Retour en périlleuse pirogue (ça fait partie du forfait) à Joal où nous attendaient Azur et le chauffeur.
Mardi, nous décidons de nous abstenir de participer à la Fête du Mouton et restons à nous reposer au Tama Lodge, où j'en profite pour prolonger une délicieuse baignade dans une mer fraîche mais bien calme. Le chef lyonnais (qui a passé quelques années à Montréal dans un resto de la rue Saint-Denis) et ses assistants ont concocté un menu de côtelettes d'agneau et de gigot, pour respecter l'esprit du jour.

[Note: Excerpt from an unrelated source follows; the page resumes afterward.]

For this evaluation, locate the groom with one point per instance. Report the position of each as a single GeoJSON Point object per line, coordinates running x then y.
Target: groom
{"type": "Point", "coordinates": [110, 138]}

Je passe une bonne heure à explorer le véritable musée d'art africain qu'est notre suite "royale".
Hier, nous avions prévu simplement le retour à Dakar en compagnie de Habib, venu nous chercher avec la voiture de Pape. Mais au dernier moment, sur le conseil du patron du Tama Lodge, nous faisons un détour par la réserve de Bandia, à mi-chemin de notre route. Bien nous en prend, car la visite demeurera comme un des grands moments de notre séjour sénégalais.
Le parc, qui fait environ 1500 hectares aménagés, abrite une extraordinaire variété d'animaux en liberté, du rhinocéros à de jolis mais craintifs renards, en passant par des giraffes, des hippopotames, des crocodiles
et une belle variété de gazelles et autres cervidés. Un guide expérimenté et sympathique nous balade le long de pistes à peine tracées, au hasard desquelles nous apercevons, souvent de très près, des individus de la plupart de ces espèces.
Seul le capricieux rhino se laisse désirer, malgré les méritoires efforts de notre guide pour le suivre à la trace. Son absence est bien compensée par un bon quart d'heure passé à communier avec une paire de giraffes qui se laissent approcher presque à les toucher, se contentant de nous lorgner de bien haut tout en bouffant des feuilles d'eucalyptus à quatre mètres du sol.
Nous nous arrêtons pour une pause-photo au pied du très bizarre "arbre aux griots". C'est un gigantesque baobab (dont les fruits, en passant, s'appellent "pain de singe") à la base duquel se trouve le "cimetière des griots" dont les crânes, tout blancs et bien nettoyés, sont exposés à la vue -- et bien visibles dans la photo. Une superstition locale voulait qu'enterrer un griot (troubadour local doté de qualités magiques) porte malchance, c'est pourquoi on plaçait leurs corps au-dessus du niveau du sol, dans les racines de l'arbre. Une coutume qui n'a pris fin que dans les années 1960...
Le restaurant du parc est sans doute un des seuls endroits au monde où vous pouvez manger une excellente cuisine dans l'intimité de quatre ou cinq crocodiles qui passent le plus clair de leur temps à se dorer au soleil, en face de votre table. Cela, jusqu'à ce qu'un convive lance à l'eau quelques miettes de pain. Sitôt que quelque malheureux poisson monte du fond de l'étang pour s'en emparer, un des crocos fonce dessus comme une torpille, ouvrant sa gueule à la toute dernière seconde pour le happer. J'aurais bien voulu vous montrer ça en photo, mais le mouvement est si rapide que je n'ai jamais réussi à le saisir. Vous vous contenterez donc d'un crocodile au repos!
Entre-temps, après avoir consulté nos amis d'ici et communiqué avec l'Ambassade du Mali, nous nous sommes rendu compte que le projet d'une virée impromptue à Bamako et Tombouctou manquait de réalisme; il aurait fallu planifier ça un bout de temps d'avance. Nous convenons donc de raccourcir de quelques jours notre séjour, et en conséquence nous installons immédiatement à la Madrague, l'auberge de Ngor qui nous avait charmés, pour nos quatre ou cinq derniers jours sénégalais.